Les positionnements entre Ségolène Royal et Martine Aubry dans l'empoignade qui les oppose pour la succession de François Hollande ont de quoi laisser songeur.
Ségolène Royal se présente comme la championne du renouveau, voire de la modernité. Pourtant, ni elle ni son équipe ne brillent par la nouveauté. Elle-même, depuis son entrée dans la carrière politicienne, passant en 1982 directement de l'ENA à des fonctions dans l'entourage immédiat de Mitterrand, fut trois fois ministre. Ses proches lieutenants, ces " jeunes loups " impatients de succéder à leurs aînés, ne sont pas des louveteaux de la dernière portée. Vincent Peillon entra, dès 1982, dans le cabinet de Henri Emmanuelli, qui était alors président de l'Assemblée nationale. Autre de ses proches, Francis Collomb, le plus très jeune sénateur maire de Lyon, n'est pas un nouveau-né de la politique.
Quant au discours développé par ce courant, il ne brille pas par sa modernité. Passons sur les homélies de Royal sur la fraternité, sur ses appels à nous aimer les uns les autres et autres vieilleries de sacristie, ses références aux idées prétendument nouvelles de la social-démocratie moderne, incarnée entre autres par l'Anglais Tony Blair ou l'Espagnol José-Luis Zapatero, s'inscrivent dans une tradition de plus d'un siècle ; celle des partis sociaux-démocrates qui participèrent en tant que tels (dès 1914-1920 pour la première fois) à des gouvernements aux côtés de représentants directs de la bourgeoisie.
Martine Aubry, elle, s'est réclamée des traditions d'enracinement du PS dans la classe ouvrière. Elle a plaidé pour que l'on voie désormais des banderoles dans les manifestations ouvrières. C'est vrai qu'on les a peu vues dans les mobilisations pour la défense des retraites ou pour les augmentations de salaires. Mais les états de service de la maire de Lille, où elle siège d'ailleurs avec l'appui du Modem, ne plaident guère en ce sens.

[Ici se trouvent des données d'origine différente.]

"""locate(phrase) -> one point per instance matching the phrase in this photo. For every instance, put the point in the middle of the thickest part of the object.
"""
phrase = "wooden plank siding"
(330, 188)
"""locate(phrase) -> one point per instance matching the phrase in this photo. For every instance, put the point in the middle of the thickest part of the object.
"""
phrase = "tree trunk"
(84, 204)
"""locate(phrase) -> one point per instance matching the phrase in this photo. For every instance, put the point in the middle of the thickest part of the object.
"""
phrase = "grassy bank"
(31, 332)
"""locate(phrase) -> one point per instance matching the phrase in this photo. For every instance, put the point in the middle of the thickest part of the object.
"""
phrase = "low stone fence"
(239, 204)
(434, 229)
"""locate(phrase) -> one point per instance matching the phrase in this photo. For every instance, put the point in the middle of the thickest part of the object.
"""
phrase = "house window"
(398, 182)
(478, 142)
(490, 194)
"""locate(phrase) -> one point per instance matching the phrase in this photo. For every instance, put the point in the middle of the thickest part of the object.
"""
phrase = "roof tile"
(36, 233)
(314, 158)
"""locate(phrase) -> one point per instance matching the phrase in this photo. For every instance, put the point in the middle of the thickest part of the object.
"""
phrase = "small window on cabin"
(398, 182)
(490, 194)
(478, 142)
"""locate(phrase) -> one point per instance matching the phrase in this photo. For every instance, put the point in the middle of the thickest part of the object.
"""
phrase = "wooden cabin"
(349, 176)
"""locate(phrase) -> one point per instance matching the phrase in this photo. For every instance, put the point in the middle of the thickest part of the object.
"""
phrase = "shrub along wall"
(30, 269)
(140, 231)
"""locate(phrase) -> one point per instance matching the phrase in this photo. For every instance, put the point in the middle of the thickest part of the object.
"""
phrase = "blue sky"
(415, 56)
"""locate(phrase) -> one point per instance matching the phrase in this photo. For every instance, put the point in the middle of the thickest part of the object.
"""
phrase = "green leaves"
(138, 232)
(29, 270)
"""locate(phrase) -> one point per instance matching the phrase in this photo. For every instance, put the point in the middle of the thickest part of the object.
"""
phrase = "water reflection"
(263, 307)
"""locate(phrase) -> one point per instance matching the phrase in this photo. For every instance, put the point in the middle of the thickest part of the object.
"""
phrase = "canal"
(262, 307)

Elle qui, avant d'être ministre de l'Emploi dans le gouvernement Jospin, fut directrice adjointe de Jean Gandois à la tête de Péchiney, se distinguant durant cette période par sa justification de l'utilisation de l'amiante, a laissé son nom à la loi des 35 heures. Accusée, avec une mauvaise foi sans fond par la droite pour avoir donné son nom à cette mesure, elle n'avait pas fait pour autant un vrai cadeau aux salariés. Pas seulement parce que cette loi accordait des contreparties fiscales importantes aux patrons, mais parce qu'elle leur accordait la flexibilité et l'annualisation, c'est-à-dire le droit pour les patrons d'aménager les horaires de travail au gré de leur production.

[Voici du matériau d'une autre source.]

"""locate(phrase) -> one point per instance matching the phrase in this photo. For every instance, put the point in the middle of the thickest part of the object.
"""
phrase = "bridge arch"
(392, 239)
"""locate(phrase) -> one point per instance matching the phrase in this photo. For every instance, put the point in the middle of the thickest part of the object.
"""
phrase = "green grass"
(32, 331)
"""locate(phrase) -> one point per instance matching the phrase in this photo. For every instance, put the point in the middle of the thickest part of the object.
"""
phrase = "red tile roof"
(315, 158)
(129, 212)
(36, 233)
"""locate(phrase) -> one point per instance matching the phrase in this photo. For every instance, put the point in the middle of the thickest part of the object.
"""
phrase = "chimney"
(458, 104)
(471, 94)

Ce qui se dégage du désolant spectacle qu'on nous a offert, c'est qu'on aurait bien tort de compter sur une (ou un) secrétaire du PS, quel qu'il soit pour impulser les nécessaires luttes du monde du travail, et encore moins d'espérer que le PS gouverne en faveur de la population laborieuse, s'il revenait aux affaires dans quatre ans, en 2012.